When it comes to investing, people like the idea of investing in mortgages because their money is going up against something with collateral which usually feels like a safe bet. Mortgages are definitely a lucrative area to invest. So, what are the options for investors when it comes to choosing a fixed-income product?


Home Buyers Plan

If you have a registered retirement savings plan or RRSP and you are a first time home buyer, you can actually take your first step as a mortgage lender by lending money to yourself from your savings. As a first time home buyer, you are eligible to borrow $25,000 from your RRSP's. The way it works is that you begin to repay your loan in year 2, and you have 15 years to complete the full repayment. 

You should be aware that with this particular plan you are waving tax-deferred growth on the capital you borrowed, however if it is the only way that you're able to purchase a home, this plan is usually worth the expense. 

With a large variety of mutual funds in Canada, 10,000 to be precise, it isn't shocking that many people invest in residential, industrial and commercial mortgages as well as mortgage-backed securities. All of these are considered Canadian fixed-income, short-term funds and should be thought of as mortgages. 

It's important to do your homework on the mortgage fund of your choice before digging in and investing. It will make a big difference if you know and understand the quality of the mortgages. Something to make sure to look for is a low management fee.

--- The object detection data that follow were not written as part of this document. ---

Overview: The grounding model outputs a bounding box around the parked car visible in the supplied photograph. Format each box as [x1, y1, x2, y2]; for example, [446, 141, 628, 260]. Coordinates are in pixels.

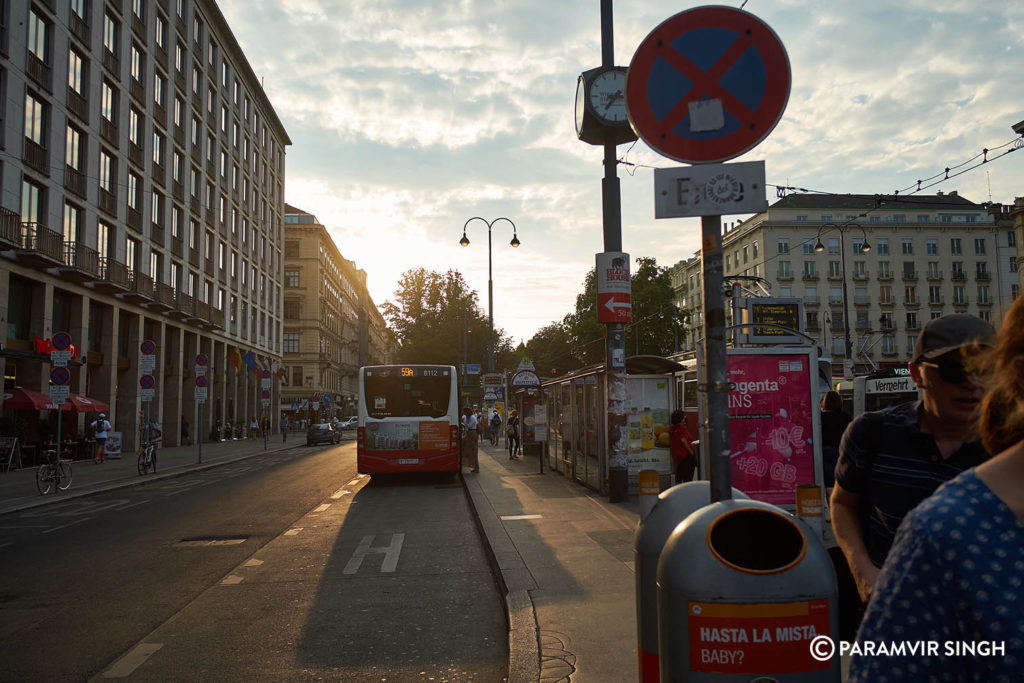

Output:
[306, 422, 341, 445]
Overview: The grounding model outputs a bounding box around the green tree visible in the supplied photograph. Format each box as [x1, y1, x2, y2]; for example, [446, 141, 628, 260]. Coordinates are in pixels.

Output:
[381, 267, 515, 370]
[527, 257, 688, 371]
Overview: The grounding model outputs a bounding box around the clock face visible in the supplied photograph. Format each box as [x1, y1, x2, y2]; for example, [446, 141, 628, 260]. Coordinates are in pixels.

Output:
[590, 70, 627, 123]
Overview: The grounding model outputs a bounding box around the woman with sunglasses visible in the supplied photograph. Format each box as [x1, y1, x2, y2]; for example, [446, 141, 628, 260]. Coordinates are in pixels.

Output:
[830, 313, 994, 618]
[849, 297, 1024, 681]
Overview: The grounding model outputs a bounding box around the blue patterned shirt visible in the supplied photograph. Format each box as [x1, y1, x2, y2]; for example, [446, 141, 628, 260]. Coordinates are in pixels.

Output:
[849, 469, 1024, 683]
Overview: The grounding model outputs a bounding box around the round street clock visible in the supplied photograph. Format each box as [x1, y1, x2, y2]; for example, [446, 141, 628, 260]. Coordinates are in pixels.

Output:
[575, 67, 637, 144]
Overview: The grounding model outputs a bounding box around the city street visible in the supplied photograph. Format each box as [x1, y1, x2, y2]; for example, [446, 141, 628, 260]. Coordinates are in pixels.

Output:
[0, 441, 508, 681]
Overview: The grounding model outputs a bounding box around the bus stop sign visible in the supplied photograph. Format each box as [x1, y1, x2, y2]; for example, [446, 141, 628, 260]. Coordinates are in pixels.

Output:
[626, 6, 793, 164]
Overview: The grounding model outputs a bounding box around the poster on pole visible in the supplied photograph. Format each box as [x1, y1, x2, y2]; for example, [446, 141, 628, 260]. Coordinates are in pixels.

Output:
[728, 349, 817, 506]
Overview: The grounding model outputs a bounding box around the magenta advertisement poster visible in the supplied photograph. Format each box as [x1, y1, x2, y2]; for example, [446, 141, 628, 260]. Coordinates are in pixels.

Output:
[729, 353, 814, 505]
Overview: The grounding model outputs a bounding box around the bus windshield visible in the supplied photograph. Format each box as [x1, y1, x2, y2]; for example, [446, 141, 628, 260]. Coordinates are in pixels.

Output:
[362, 366, 452, 420]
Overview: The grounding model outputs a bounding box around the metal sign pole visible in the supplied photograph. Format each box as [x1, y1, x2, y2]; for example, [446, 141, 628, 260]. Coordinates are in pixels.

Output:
[700, 216, 732, 503]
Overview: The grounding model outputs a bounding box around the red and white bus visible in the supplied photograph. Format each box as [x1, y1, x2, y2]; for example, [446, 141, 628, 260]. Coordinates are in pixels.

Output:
[356, 366, 460, 474]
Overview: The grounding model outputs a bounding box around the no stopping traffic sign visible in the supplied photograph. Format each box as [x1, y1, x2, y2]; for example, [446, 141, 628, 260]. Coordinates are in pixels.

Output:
[626, 6, 792, 164]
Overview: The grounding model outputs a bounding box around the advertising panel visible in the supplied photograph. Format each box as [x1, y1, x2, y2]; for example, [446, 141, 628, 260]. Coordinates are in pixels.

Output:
[626, 377, 672, 474]
[729, 353, 814, 505]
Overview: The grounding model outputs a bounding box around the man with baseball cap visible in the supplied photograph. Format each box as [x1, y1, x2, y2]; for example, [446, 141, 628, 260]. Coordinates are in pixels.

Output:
[830, 313, 995, 634]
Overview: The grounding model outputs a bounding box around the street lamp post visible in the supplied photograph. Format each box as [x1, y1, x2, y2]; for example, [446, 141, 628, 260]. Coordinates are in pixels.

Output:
[459, 216, 519, 373]
[814, 223, 871, 379]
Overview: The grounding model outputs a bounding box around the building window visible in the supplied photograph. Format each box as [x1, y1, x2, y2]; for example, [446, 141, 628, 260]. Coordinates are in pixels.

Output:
[103, 12, 118, 56]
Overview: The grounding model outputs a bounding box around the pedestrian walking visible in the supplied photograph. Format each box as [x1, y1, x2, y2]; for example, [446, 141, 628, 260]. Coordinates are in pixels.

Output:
[849, 297, 1024, 683]
[487, 409, 502, 445]
[669, 411, 697, 483]
[91, 413, 111, 463]
[462, 408, 480, 472]
[830, 313, 994, 635]
[505, 408, 519, 460]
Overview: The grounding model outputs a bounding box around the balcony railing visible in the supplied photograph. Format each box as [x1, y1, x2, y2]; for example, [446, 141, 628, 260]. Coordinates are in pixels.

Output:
[0, 207, 22, 247]
[22, 222, 63, 261]
[63, 242, 99, 278]
[128, 270, 157, 299]
[22, 137, 50, 175]
[25, 52, 52, 92]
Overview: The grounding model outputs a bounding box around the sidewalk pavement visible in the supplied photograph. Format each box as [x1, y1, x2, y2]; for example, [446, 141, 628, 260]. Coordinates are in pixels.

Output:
[463, 441, 639, 683]
[0, 431, 639, 683]
[0, 431, 329, 515]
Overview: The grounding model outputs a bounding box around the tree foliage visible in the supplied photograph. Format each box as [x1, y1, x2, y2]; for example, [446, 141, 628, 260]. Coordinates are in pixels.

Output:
[381, 267, 515, 370]
[526, 257, 689, 377]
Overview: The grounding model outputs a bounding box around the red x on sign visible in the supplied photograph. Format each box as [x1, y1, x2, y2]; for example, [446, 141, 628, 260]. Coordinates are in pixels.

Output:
[626, 6, 792, 164]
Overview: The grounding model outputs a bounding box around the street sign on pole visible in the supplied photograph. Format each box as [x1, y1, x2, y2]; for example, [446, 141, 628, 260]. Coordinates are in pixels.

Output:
[654, 161, 768, 218]
[626, 6, 793, 164]
[596, 252, 633, 323]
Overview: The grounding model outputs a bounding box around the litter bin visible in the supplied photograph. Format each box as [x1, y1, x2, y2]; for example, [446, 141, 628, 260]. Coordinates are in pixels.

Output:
[657, 500, 840, 683]
[633, 481, 746, 683]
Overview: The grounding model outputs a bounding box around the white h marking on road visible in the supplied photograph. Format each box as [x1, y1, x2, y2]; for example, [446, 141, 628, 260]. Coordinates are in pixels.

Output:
[342, 533, 406, 573]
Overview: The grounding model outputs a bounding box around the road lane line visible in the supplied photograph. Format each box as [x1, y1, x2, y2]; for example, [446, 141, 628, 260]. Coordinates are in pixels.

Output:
[103, 643, 164, 678]
[42, 517, 92, 533]
[341, 533, 406, 574]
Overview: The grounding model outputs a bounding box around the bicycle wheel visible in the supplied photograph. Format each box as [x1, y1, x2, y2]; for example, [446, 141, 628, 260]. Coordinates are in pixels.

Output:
[56, 460, 71, 490]
[36, 465, 53, 496]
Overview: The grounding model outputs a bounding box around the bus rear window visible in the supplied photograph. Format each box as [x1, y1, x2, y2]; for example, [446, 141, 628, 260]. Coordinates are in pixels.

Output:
[362, 370, 452, 420]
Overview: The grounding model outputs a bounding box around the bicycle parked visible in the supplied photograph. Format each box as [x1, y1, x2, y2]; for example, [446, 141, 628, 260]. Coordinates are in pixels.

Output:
[36, 450, 71, 496]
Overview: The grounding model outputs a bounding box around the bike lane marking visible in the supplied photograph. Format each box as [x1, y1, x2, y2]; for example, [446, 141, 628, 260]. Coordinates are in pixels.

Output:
[103, 643, 164, 678]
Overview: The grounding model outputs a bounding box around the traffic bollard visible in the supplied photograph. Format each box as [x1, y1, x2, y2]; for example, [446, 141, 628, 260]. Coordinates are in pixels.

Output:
[633, 481, 746, 683]
[657, 500, 840, 683]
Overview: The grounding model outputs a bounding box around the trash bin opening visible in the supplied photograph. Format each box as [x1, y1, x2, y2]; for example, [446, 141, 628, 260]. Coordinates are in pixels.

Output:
[708, 508, 807, 573]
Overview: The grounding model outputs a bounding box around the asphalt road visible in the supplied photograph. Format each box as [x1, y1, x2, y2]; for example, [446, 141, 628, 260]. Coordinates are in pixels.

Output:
[0, 443, 508, 681]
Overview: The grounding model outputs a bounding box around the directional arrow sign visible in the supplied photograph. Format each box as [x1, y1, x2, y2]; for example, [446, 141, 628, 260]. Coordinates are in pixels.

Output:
[597, 294, 633, 323]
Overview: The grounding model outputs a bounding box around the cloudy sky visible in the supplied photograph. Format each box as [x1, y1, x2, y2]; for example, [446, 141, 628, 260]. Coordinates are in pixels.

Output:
[218, 0, 1024, 341]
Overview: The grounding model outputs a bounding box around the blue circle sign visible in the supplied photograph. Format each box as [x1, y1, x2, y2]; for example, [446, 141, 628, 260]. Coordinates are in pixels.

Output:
[626, 6, 793, 164]
[50, 332, 71, 351]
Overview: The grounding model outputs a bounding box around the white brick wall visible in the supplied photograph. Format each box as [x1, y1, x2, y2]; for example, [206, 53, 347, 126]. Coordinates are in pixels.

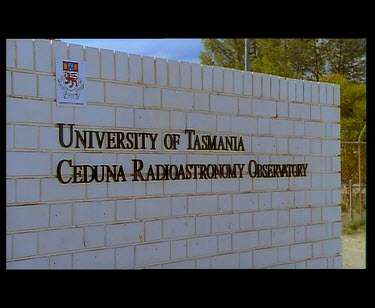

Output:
[6, 39, 342, 269]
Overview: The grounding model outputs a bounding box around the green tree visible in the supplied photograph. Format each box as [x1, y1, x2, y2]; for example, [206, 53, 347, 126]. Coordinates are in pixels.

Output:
[326, 39, 366, 82]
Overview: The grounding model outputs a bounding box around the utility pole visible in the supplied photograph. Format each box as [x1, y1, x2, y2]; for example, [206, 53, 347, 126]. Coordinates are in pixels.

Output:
[245, 39, 251, 72]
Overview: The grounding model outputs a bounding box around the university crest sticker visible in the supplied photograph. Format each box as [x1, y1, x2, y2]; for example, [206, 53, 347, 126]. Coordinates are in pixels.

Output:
[56, 59, 86, 107]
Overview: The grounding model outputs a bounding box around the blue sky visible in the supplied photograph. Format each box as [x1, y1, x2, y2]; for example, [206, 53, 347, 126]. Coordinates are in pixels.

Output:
[61, 39, 204, 63]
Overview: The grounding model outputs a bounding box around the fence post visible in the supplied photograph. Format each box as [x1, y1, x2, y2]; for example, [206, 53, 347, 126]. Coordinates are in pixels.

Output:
[349, 180, 353, 221]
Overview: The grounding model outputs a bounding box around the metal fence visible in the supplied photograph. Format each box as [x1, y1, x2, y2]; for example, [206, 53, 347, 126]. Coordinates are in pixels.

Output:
[341, 141, 366, 219]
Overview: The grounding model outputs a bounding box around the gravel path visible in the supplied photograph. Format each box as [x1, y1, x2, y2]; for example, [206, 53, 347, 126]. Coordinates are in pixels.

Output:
[342, 231, 366, 269]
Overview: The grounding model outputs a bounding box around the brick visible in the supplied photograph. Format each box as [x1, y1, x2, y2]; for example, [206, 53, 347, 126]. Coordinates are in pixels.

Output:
[38, 75, 56, 99]
[135, 198, 171, 219]
[34, 39, 52, 73]
[128, 54, 143, 83]
[116, 200, 135, 221]
[322, 173, 341, 188]
[171, 240, 187, 259]
[38, 228, 84, 254]
[194, 92, 210, 111]
[135, 242, 170, 265]
[187, 236, 217, 257]
[305, 122, 325, 137]
[238, 97, 252, 115]
[271, 77, 280, 99]
[271, 191, 294, 209]
[217, 195, 232, 212]
[319, 83, 327, 104]
[251, 136, 276, 153]
[210, 94, 238, 114]
[13, 232, 38, 258]
[6, 205, 49, 231]
[6, 39, 17, 67]
[6, 71, 13, 95]
[233, 70, 244, 95]
[115, 246, 135, 268]
[13, 72, 37, 96]
[142, 56, 155, 85]
[323, 238, 342, 256]
[84, 226, 105, 248]
[74, 106, 116, 126]
[306, 258, 327, 269]
[270, 119, 293, 136]
[212, 66, 224, 92]
[294, 226, 306, 242]
[231, 116, 257, 134]
[290, 208, 311, 225]
[14, 125, 39, 149]
[16, 39, 34, 70]
[115, 51, 129, 81]
[167, 60, 180, 88]
[135, 109, 169, 129]
[105, 82, 143, 106]
[240, 213, 253, 230]
[233, 193, 258, 211]
[195, 258, 211, 269]
[6, 180, 16, 204]
[290, 243, 312, 261]
[164, 181, 197, 195]
[252, 99, 276, 117]
[191, 63, 203, 90]
[86, 80, 106, 103]
[100, 49, 115, 79]
[16, 179, 40, 203]
[163, 217, 195, 238]
[116, 107, 134, 128]
[195, 216, 211, 235]
[161, 89, 194, 110]
[145, 221, 163, 241]
[49, 254, 73, 270]
[289, 138, 310, 154]
[105, 222, 145, 246]
[279, 77, 288, 100]
[272, 227, 294, 245]
[171, 197, 187, 216]
[49, 203, 72, 227]
[211, 214, 240, 232]
[180, 61, 191, 89]
[6, 257, 49, 270]
[322, 206, 341, 222]
[211, 254, 240, 269]
[216, 115, 231, 132]
[143, 87, 161, 107]
[85, 47, 100, 78]
[217, 234, 232, 252]
[333, 256, 343, 269]
[73, 249, 115, 269]
[261, 74, 271, 98]
[41, 178, 86, 201]
[333, 85, 341, 105]
[202, 65, 213, 91]
[253, 73, 262, 97]
[322, 139, 340, 155]
[73, 201, 115, 225]
[277, 246, 289, 262]
[188, 195, 218, 214]
[223, 68, 234, 93]
[240, 251, 253, 269]
[163, 260, 195, 269]
[68, 44, 85, 61]
[253, 248, 277, 268]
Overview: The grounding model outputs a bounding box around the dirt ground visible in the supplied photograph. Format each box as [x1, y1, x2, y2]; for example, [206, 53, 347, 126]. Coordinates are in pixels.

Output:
[342, 231, 366, 269]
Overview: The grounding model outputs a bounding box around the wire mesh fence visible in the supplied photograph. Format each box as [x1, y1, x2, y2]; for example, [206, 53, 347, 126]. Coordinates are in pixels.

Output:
[341, 141, 367, 220]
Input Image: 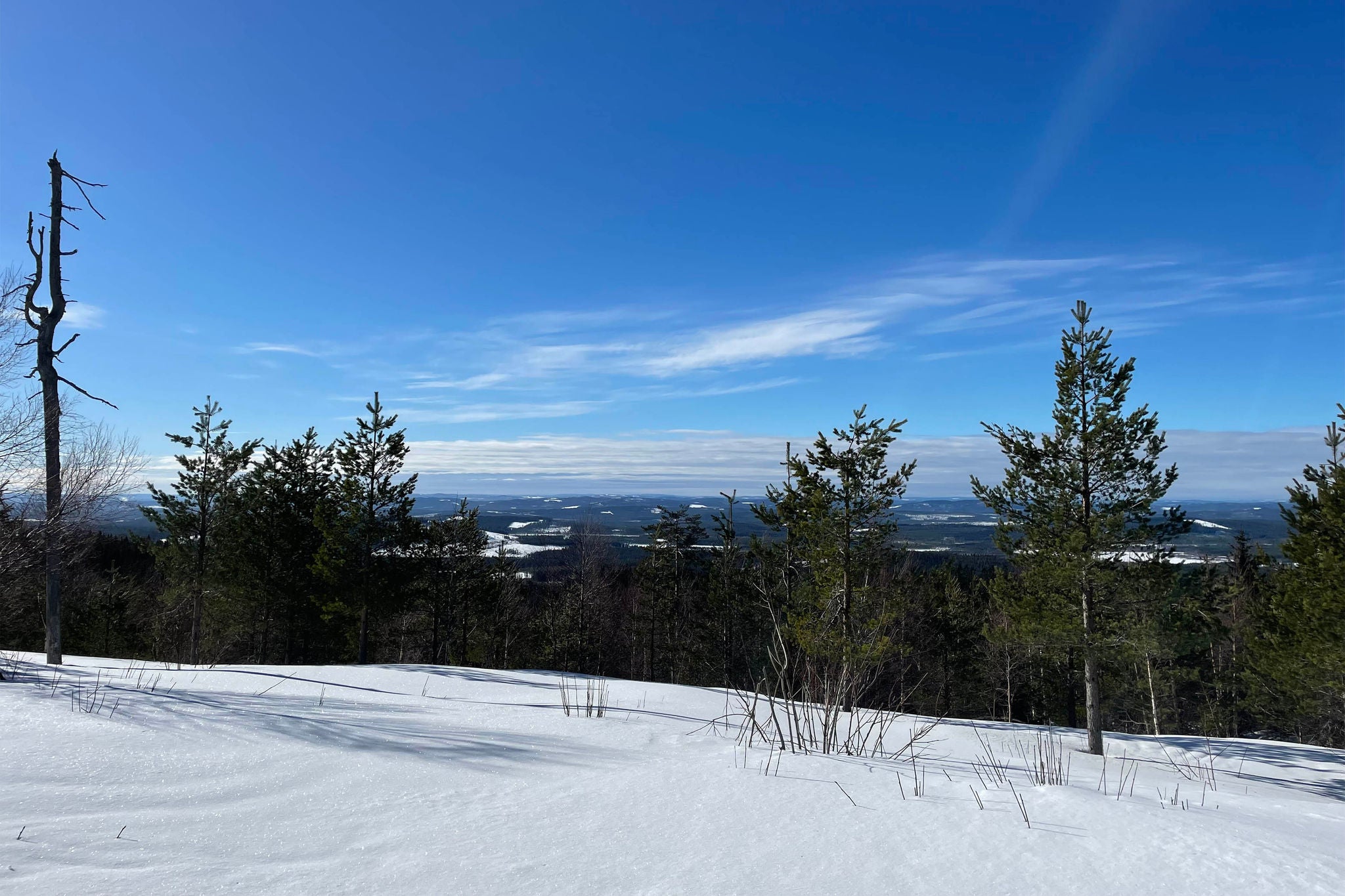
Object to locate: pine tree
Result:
[410,498,489,665]
[753,407,916,712]
[223,427,335,664]
[636,505,705,684]
[319,393,416,662]
[709,490,755,688]
[141,395,261,665]
[971,302,1190,755]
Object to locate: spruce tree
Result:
[223,427,335,664]
[636,503,705,684]
[971,302,1190,755]
[141,395,261,665]
[410,498,489,665]
[319,393,416,662]
[753,406,916,712]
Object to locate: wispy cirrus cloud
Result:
[234,343,324,357]
[397,400,607,423]
[990,0,1177,242]
[226,254,1341,423]
[408,430,1322,500]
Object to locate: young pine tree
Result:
[636,505,705,684]
[410,498,489,665]
[141,395,261,665]
[223,429,335,664]
[753,407,916,712]
[971,302,1190,755]
[317,393,416,662]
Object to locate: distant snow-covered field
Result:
[0,654,1345,896]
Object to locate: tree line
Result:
[0,154,1345,752]
[0,305,1345,748]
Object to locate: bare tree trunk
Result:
[1145,650,1159,738]
[357,594,368,664]
[1083,580,1103,756]
[1065,647,1078,728]
[5,153,110,665]
[37,153,66,666]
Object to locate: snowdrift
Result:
[0,654,1345,896]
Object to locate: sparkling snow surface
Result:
[0,654,1345,896]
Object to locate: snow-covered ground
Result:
[0,654,1345,896]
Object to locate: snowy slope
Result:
[0,654,1345,896]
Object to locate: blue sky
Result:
[0,0,1345,497]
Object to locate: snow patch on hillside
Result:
[0,654,1345,896]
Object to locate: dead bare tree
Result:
[7,153,116,665]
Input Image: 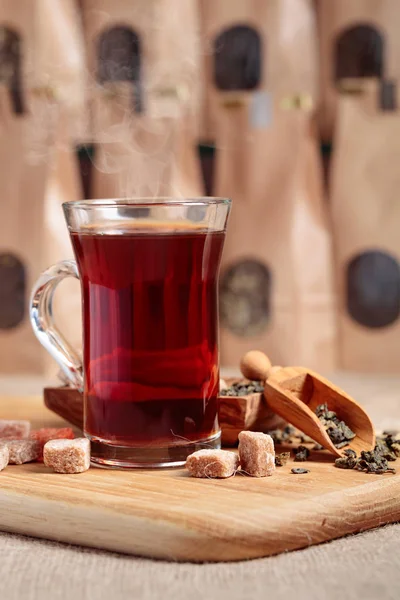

Since mortgage funds are taxed as income and are better for RRSP or TFSA, a low management fee can become a relevant success factor. 


TSX-listed Companys

If you aren't inclined to invest in mortgages directly you may be interested in choosing a TSX-listed company within the mortgage industry. These companies cater to people who may not meet central bank regulations. A large amount of their business is comprised of mortgages for what some would call "higher risk" clients.


Mortgage investment corporations

Mortgage investment corporations (MICs) let people buy into a pool of different types of mortgages and are made under the Income Tax Act. This type of investment pays the entirety of it's net income in dividends to shareholders. Those dividends are taxed as interest income.


Somthing to keep in mind

Mortgage investments provide a constant cashflow. Also the cost of mutual funds and trusts can ebb and flow, so initial investments tend to vary. One thing that does hold true however is that carefully selecting your preferred type of mortgage investment will always hold a place in many people's portfolios due to the level of security they provide.